Image credit: RealClimate
What we've seen is that Rose isn't interpreting the graph correctly, and even if he were his claim of global warming having “stopped” is wrong because he’s only looking at surface air temperatures. But his problems go even deeper than that: He’s also only looking at the past few years of data. But you have to be very, very careful when looking at short-period fluctuations! They can fool you, and extrapolating them is very dangerous if you don’t know what you’re doing.
That’s because you expect to see ups and downs from year to year. Looking over the graph makes that pretty obvious. Sometimes you get more downs than ups, sometimes it’s the other way. It’s a bit like throwing a pair of dice: Do it enough times and you’ll get a few snake eyes in a row just by random statistics. But if the dice are off-balance, just a bit, then over time you’ll see there are way more bad throws than you’d expect if the dice were fair.
That’s our current climate. Because human-generated global warming is loading the dice, we see that upward trend over time. You can’t look at one throw of the dice, or even three or four; you need to look at dozens to understand the trend. What Rose is doing is showing you the past three throws and ignoring what was going on in the last 50.
Perhaps even more importantly, Rose is also not accounting for global climate effects due to La Niña. This is the name given to a seasonal cooling of ocean surface temperatures in the Pacific, which affects temperatures and weather across the globe. It provides a cooling trend on average, so temperatures measured in La Niña years will be lower. It’s important to know that while the surface of the oceans cool, the heat from global warming goes into deeper waters, so the temperatures measured in La Niña years are doubly misleading when it comes to warming.
2010 and 2011 were La Niña years, and it even persisted into 2012, longer than usual. That cooled those years’ measurements overall, making it look like warming has slowed—but that’s not true; the underlying trend to higher temperatures certainly still continues. Couple that with the normal unpredictability of short-term trends and you have a denier’s dream graph.
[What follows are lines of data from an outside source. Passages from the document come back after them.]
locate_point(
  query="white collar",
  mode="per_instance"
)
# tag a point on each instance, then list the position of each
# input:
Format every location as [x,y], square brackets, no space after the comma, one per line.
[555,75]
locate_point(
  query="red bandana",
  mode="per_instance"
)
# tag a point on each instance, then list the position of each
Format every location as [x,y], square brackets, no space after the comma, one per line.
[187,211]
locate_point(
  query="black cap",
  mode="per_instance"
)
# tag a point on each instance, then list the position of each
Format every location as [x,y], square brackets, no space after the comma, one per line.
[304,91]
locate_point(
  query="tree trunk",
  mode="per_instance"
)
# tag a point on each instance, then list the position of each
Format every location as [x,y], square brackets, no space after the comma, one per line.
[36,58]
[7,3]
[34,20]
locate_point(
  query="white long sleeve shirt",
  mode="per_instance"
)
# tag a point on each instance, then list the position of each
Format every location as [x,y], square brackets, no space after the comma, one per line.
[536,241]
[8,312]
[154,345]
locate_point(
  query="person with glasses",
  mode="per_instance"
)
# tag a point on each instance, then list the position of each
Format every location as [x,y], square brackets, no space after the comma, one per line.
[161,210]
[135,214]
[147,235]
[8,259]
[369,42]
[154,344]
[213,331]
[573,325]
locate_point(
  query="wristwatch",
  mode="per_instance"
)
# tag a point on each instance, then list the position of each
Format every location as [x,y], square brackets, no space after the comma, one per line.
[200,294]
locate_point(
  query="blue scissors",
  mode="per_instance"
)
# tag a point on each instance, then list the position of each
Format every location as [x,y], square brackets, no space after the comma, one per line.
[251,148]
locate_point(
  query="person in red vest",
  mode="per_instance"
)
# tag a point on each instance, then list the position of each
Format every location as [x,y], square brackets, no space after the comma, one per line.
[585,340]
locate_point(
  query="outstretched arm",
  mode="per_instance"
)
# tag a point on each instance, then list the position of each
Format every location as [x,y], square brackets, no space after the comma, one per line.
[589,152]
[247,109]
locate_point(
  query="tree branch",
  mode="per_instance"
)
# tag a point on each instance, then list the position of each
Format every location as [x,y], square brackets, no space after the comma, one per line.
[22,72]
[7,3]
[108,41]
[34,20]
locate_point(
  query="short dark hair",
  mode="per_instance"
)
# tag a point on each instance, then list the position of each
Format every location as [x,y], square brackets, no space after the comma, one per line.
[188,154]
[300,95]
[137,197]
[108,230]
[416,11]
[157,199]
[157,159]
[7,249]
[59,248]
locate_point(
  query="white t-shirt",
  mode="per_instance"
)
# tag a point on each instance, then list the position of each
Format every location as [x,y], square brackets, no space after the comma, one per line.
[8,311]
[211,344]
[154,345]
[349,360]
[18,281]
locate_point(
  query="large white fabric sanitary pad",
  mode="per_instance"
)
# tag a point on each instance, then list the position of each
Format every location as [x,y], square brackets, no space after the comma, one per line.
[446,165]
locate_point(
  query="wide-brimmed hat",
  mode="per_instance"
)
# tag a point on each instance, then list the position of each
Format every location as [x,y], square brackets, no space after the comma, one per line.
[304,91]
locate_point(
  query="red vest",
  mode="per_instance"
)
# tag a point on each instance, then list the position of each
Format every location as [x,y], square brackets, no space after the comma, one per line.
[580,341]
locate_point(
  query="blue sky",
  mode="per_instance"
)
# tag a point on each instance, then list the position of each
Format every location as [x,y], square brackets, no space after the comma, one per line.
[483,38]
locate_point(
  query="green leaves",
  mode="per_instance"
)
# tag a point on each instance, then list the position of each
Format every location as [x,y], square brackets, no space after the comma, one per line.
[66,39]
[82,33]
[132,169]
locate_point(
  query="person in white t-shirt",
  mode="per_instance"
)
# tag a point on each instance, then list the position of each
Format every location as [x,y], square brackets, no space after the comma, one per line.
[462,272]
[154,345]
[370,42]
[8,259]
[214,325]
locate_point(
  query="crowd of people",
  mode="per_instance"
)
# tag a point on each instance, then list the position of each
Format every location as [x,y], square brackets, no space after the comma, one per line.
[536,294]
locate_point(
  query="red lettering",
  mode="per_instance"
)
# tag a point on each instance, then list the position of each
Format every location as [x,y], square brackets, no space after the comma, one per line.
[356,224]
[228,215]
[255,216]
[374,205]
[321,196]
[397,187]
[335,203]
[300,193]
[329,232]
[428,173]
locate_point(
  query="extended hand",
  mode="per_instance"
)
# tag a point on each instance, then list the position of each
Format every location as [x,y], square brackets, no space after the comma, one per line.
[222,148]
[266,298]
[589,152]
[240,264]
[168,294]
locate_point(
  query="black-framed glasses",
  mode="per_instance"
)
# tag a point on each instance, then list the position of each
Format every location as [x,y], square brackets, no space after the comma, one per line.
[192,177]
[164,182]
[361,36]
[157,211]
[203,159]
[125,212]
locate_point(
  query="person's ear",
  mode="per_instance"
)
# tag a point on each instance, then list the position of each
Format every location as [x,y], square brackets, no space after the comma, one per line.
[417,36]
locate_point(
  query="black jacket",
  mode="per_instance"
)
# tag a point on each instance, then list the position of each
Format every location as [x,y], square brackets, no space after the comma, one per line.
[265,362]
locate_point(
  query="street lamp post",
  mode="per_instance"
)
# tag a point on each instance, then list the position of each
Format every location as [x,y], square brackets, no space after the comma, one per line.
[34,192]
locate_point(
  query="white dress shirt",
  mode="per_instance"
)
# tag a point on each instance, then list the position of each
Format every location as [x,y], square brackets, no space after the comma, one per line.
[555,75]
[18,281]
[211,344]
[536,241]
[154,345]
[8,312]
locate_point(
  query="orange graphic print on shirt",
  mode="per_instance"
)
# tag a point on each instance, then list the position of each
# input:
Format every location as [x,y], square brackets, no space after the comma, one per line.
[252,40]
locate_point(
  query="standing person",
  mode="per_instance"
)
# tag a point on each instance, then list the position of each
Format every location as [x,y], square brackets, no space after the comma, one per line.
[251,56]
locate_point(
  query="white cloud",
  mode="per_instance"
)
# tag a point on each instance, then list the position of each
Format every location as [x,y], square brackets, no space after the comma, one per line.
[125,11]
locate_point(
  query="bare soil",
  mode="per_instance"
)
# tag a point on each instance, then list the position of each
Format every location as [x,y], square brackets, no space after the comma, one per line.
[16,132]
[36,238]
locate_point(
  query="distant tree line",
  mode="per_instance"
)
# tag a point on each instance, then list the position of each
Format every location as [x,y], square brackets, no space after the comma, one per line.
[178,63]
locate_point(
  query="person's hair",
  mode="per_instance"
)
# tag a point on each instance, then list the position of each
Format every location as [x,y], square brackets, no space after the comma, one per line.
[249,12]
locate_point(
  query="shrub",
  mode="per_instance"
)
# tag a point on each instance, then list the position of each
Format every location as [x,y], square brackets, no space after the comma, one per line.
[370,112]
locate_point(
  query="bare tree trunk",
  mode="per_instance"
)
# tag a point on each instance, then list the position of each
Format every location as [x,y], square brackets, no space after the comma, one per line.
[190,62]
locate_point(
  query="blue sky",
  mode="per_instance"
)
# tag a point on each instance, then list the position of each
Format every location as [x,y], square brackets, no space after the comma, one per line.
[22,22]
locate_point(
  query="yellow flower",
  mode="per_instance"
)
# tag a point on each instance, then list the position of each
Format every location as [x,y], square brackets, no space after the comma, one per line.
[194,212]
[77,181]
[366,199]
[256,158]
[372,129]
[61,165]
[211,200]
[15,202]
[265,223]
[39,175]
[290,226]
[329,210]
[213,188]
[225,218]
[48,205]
But a dream is all it is. When you do the analysis correctly (like here and here and here) you see what happens when you wake up to reality. Clearly, Rose’s article stating “The Mail on Sunday today presents irrefutable evidence that official predictions of global climate warming have been catastrophically flawed” is just a load of fish-wrapping.
He also says, “The graph confirms there has been no statistically significant increase in the world’s average temperature since January 1997 – as this newspaper first disclosed last year” which again was wrong last year and just as wrong now.
After all this I haven’t even said anything about the text of his article, which pretty much follows the same misleading path. I know a few other climate bloggers will be tackling this, so I’ll leave it to them to debunk, and I’ll update this post with links as they go online.
And while deniers like Rose publish misleading articles in The Mail on Sunday, in the real world temperatures keep going up.
Remember: nine of the ten hottest years on record have been in the past decade, there have been vast declines in Arctic and Antarctic sea ice, a corresponding rise in sea level, glacial retreats, more devastating wildfires, wilder weather, and, of course, an increase in denial in all these things.
The truth is, the planet is warming up and we’re the cause. As I have to state over and again, there is no scientific controversy about this. The only arguing going is manufactured ideologically by people who cannot back up their claims with real science. They rely on smoke and mirrors, and where there’s smoke…well.
Tip o’ the thermometer to real climate scientist Michael Mann, and Dana Nuccitelli from the fantastic Skeptical Science site for their help with this.